多重耐药性重组的CAR-T细胞与异基因相免疫疗法的

结合

The adoptive transfer of chimeric antigen receptor (CAR) T cell represents a highly promising strategy to fight against multiple cancers. The clinical outcome of such therapies is intimately linked to the ability of effector cells to engraft, proliferate, and specifically kill tumor cells within patients. When allogeneic CAR T-cell infusion is considered, host versus graft and graft versus host reactions must be avoided to prevent rejection of adoptively transferred cells, host tissue damages and to elicit significant antitumoral outcome. This work proposes to address these three requirements through the development of multidrug-resistant T cell receptor αβ-deficient CAR T cells. We demonstrate that these engineered   T cells displayed efficient antitumor activity and proliferated in the presence of purine and pyrimidine nucleoside analogues, currently used in clinic as preconditioning lymphodepleting regimens. The absence of TCRαβ at their cell surface along with their purine nucleotide analogues-resistance properties could prevent their alloreactivity and enable them to resist to lymphodepleting regimens that may be required to avoid their ablation via HvG reaction. By providing a basic framework to develop a universal T cell compatible with allogeneic adoptive transfer, this work is laying the foundation stone of the large-scale utilization of CAR T-cell immunotherapies.

爱康得生物医学编译：

嵌合抗原受体T细胞的过继免疫治疗在多种肿瘤的治疗中具有广阔的前景。这种疗法的临床结果和效应细胞在患者体内并在体的增殖能力，以及特异性杀死肿瘤细胞的能力密切相关。

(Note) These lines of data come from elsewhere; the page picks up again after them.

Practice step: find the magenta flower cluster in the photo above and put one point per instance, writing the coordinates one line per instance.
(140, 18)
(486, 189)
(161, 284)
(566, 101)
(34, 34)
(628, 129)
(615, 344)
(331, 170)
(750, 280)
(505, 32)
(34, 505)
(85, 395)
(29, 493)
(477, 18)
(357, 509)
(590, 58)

当同种异体CAR-T细胞输注体内时，必须避免宿主抗移植物和移植物抗宿主反应，以防止机体排斥过继移植的细胞或移植的细胞对宿主组织损害，但同时也要保证对宿主肿瘤的杀伤作用。这项工作中作者提出研发多重耐药T细胞受体αβ缺陷CAR-T细胞的三个要求，证明了这些重组的细胞显示出了有效的抗肿瘤活性以及在嘌呤，嘧啶核苷类似物作用下的增殖能力：这些类似物目前在临床上被广泛用作在预处理淋巴细胞方案中。由于这些新型CAR-T细胞表面没有TCRαβ，因此它们的具备抵抗嘌呤核苷酸类似物抗性性能，可以防止由这些药物引起的淋巴细胞的消融。作者希望通过这一个基本的框架来开发可在同种异体过继免疫治疗中使用的通用T细胞，这项工作是铺设大规模利用CAR-T细胞免疫治疗的基石。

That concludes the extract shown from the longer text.